- Date: September 24, 1994
- Season: 1994
- Stadium: Michigan Stadium
- Location: Ann Arbor, Michigan
- Attendance: 106,427

United States TV coverage
- Network: ABC
- Announcers: Keith Jackson, Bob Griese

= Miracle at Michigan =

The Miracle at Michigan refers to the walk-off touchdown that occurred during the American football game played on September 24, 1994, between the Colorado Buffaloes and Michigan Wolverines at Michigan Stadium in Ann Arbor, Michigan. The game was decided on Colorado quarterback Kordell Stewart's 64-yard Hail Mary pass to Michael Westbrook, the second touchdown by the Buffaloes in the last 2:16. The game was described as one of the two wildest finishes in Michigan football history.
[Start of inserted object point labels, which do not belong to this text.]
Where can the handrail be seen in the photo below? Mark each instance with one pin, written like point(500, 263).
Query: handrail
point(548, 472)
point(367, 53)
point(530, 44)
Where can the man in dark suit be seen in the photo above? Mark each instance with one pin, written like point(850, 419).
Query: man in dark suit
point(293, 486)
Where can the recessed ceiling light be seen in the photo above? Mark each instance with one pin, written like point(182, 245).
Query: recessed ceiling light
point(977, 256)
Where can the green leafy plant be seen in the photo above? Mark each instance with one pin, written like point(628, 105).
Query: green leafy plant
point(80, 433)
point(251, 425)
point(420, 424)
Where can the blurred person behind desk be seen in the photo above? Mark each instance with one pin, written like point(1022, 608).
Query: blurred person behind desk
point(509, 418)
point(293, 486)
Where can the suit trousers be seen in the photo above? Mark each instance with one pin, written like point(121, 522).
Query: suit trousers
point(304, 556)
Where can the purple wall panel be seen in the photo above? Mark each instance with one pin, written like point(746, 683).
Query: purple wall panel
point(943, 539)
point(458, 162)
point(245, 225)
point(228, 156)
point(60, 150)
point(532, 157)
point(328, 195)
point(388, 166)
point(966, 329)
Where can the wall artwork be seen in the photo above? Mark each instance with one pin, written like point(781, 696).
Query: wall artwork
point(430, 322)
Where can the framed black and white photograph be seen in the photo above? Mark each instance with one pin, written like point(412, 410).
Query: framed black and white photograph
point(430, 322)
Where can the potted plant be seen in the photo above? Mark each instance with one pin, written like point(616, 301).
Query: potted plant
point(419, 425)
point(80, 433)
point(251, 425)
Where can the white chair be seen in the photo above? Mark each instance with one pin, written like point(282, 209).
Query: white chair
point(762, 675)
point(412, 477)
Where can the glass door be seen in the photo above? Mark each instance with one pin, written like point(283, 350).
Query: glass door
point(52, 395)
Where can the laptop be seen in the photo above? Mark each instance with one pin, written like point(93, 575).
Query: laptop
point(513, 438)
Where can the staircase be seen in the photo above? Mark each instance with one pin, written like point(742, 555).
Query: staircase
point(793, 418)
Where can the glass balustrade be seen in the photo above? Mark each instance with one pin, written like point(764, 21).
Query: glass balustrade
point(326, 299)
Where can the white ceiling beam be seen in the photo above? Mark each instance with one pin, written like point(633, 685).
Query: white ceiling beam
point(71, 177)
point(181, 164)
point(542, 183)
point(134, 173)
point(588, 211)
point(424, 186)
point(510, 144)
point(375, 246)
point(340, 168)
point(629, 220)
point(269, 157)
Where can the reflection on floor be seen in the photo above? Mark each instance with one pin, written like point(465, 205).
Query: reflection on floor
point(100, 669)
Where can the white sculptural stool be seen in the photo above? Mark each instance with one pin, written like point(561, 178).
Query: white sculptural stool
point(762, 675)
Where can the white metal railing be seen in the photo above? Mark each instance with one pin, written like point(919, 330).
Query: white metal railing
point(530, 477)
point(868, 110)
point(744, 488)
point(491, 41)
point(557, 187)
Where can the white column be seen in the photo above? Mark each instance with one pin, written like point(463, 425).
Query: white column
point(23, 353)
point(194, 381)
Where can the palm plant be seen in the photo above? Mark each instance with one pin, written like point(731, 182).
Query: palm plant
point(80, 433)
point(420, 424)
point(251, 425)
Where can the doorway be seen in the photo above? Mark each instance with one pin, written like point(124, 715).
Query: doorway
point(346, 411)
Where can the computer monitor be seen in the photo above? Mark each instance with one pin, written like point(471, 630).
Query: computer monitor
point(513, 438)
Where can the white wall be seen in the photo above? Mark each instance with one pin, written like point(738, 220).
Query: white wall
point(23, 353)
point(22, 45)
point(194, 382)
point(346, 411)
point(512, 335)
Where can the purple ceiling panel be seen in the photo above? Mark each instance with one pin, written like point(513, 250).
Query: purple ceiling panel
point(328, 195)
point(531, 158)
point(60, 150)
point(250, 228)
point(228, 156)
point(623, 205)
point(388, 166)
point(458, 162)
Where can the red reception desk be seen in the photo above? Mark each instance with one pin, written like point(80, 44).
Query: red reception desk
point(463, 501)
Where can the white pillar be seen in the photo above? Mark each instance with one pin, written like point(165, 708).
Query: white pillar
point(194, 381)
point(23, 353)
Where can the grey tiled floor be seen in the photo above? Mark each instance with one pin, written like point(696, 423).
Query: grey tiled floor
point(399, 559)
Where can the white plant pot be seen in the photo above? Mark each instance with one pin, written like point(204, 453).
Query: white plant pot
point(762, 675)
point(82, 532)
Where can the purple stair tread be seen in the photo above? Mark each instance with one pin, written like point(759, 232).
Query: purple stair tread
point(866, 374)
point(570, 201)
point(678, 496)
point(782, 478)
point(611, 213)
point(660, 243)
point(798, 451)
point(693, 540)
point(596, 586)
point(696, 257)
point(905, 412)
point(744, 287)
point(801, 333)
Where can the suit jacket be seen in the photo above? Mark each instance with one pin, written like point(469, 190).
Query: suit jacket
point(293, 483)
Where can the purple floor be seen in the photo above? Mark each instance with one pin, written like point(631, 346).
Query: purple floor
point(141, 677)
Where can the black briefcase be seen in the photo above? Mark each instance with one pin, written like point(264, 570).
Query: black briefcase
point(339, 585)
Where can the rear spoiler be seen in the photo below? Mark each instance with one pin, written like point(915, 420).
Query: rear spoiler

Colorado trailed Michigan 26–21 with six seconds left when Stewart heaved the ball more than 70 yards in the air into the end zone where Westbrook caught it off a deflection from Blake Anderson for the walk-off touchdown. The play, which was named "Rocket Left", was called by Bill McCartney, Colorado coach and former Michigan assistant coach. Westbrook, Anderson and Rae Carruth lined up wide left and James Kidd lined up wide right. The same play was called to end the first half, resulting in a Chuck Winters interception.